Judges L Bay Larsen, C Toader, M Safjan, N Jääskinen
Advocate General G Hogan
The applicant, a member of the public in Germany, applied to the State Ministry of the Land of Baden-Württemberg (“the public authority”) to obtain copies of documents relating to tree felling in the context of a transport and urban planning development project in Stuttgart’s Schlossgarten Park. The documents concerned the public authority’s inquiry into a police operation that had taken place in the park and memoranda relating to a conciliation procedure. The applicant’s action against the public authority’s decision refusing him access to the documents was ultimately allowed on the ground that the dispute related to “environmental information”, within the meaning of article 2(1)(c) of Parliament and Council Directive 2003/4/EC, held by a public authority. In particular, the court held that the ground for refusal provided by article 4(1)(e) of the Directive in relation to “internal communications” of public authorities could no longer be relied upon once the authority’s decision-making process had been completed. By article 4(1)(d) and (e) of the Directive, the EU legislature implemented article 4(3)(c) of the Convention on Access to Information, Public Participation in Decision-Making and Access to Justice in Environmental Matters (1998) (“the Aarhus Convention”), to which the UK was a party. Article 4(3)(c) provided for an exception to the right of access to environmental information where a request concerned “material” in the course of completion, or concerned internal “communications” of public authorities, thus distinguishing the terms “material” and “communication”. On the public authority’s appeal, the German court stayed the proceedings and referred to the Court of Justice of the European Union for preliminary ruling, the questions whether, on the proper construction of article 4(1)(e) of Directive 2003/4: (i) the term “internal communications” covered all information which did not leave the internal sphere of a public authority; and (ii) the exception was limited in time.
On the reference—
Held, (1) the exception to the right of access to environmental information under article 4(1)(e) of Directive 2003/4 for internal communications concerned information that circulated within a public authority and which, on the date of the request for access, had not left the authority’s internal sphere (as the case might be, after being received by that authority), inter alia as a result of being disclosed to a third party or being made available to the public.

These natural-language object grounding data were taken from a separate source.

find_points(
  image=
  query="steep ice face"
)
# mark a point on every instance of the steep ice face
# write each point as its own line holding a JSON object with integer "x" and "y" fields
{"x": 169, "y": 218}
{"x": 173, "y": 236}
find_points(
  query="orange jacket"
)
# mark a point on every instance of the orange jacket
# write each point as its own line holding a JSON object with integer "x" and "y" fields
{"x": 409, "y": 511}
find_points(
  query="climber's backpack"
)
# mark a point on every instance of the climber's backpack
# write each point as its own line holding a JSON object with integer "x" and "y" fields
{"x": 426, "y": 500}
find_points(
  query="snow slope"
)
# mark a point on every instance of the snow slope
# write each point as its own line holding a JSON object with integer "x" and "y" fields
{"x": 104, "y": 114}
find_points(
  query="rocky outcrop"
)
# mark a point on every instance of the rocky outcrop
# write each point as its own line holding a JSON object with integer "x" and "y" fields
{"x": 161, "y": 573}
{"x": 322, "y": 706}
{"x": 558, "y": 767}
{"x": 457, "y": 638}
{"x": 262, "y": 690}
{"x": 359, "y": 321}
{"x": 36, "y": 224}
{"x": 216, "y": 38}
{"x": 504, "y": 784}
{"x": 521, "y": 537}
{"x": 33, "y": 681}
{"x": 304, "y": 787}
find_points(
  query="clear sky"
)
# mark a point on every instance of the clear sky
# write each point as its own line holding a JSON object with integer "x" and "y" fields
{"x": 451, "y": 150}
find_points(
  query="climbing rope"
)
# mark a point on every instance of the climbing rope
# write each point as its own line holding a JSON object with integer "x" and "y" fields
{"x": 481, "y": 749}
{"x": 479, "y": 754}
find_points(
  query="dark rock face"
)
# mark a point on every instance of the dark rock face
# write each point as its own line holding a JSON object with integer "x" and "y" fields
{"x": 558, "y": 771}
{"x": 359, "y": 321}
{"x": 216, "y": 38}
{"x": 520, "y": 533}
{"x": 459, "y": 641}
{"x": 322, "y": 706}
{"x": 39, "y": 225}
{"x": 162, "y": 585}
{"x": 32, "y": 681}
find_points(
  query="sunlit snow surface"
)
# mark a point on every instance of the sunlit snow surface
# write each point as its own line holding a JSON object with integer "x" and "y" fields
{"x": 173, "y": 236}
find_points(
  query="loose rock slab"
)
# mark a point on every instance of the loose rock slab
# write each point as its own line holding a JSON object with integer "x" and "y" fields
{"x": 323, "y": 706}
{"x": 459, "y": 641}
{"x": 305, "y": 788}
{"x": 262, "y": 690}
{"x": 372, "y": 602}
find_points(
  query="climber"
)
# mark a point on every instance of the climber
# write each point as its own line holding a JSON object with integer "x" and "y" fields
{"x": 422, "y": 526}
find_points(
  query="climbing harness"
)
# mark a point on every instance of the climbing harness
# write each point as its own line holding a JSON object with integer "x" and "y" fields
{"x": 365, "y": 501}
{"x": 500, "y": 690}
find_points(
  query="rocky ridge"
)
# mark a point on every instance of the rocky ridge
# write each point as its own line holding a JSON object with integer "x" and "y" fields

The fact that an item of environmental information might be liable to leave the internal sphere of a public authority at a given time, for example where it was intended to be published in the future, did not cause the communication that contained it to cease immediately to be “internal” in nature. Further, the term “internal communications” was not limited to the personal opinions of a public authority’s staff and essential documents, and included information of a factual nature. The scope of that term was not limited by taking the Aarhus Convention into consideration, since article 4(3)(c) of the Convention did not itself restrict the scope of “internal communications” according to their content or importance. It appeared that the documents covered by the request for access in the present case were “internal communications” within the meaning of article 4(1)(e) of Directive 2003/4, subject to checks to be made by the referring court. Accordingly, the term “internal communications” in article 4(1)(e) of Directive 2003/4 covered all information which circulated within a public authority and which, on the date of the request for access, had not left that authority’s internal sphere (judgment, paras 47, 49–53, operative part, para 1).
(2) There was no temporal limitation for the application of article 4(1)(e) of Directive 2003/4 or article 4(3)(c) of the Aarhus Convention, in accordance with their objective, namely to create a protected space for public authorities to engage in reflection and pursue internal discussions. However, a refusal of access to environmental information on the ground that it was included in an internal communication had to be founded by weighing the interests involved, on the basis of an examination of each situation. That examination was especially important in the case of article 4(1)(e), since the scope of the exception to the right of access therein was particularly broad, and the weighing of the interests involved had to be tightly controlled. Accordingly, public authorities to which a request for access to environmental information contained in an internal communication had been made had to take into account the time that had passed since that communication and the information that it contained had been drawn up. The exception in article 4(1)(e) applied only for the period during which protection was justified in the light of the content of such a communication (judgment, paras 55, 57–60, 64, 70, operative part, para 2).
G Torsten for the public authority.
F-U Mann for the applicant.
T Krappel for the first intervener, a German railway company.
J Möller and S Eisenberg, agents, for the German Government.
M Browne, J Quaney and A Joyce, agents, for Ireland.
Christopher Knight (instructed by The Treasury Solicitor) for the United Kingdom Government.
G Gattinara and M Noll-Ehlers, agents, for the European Commission.
L-M Moen Jünge and K Isaksen, agents, for the Norwegian Government.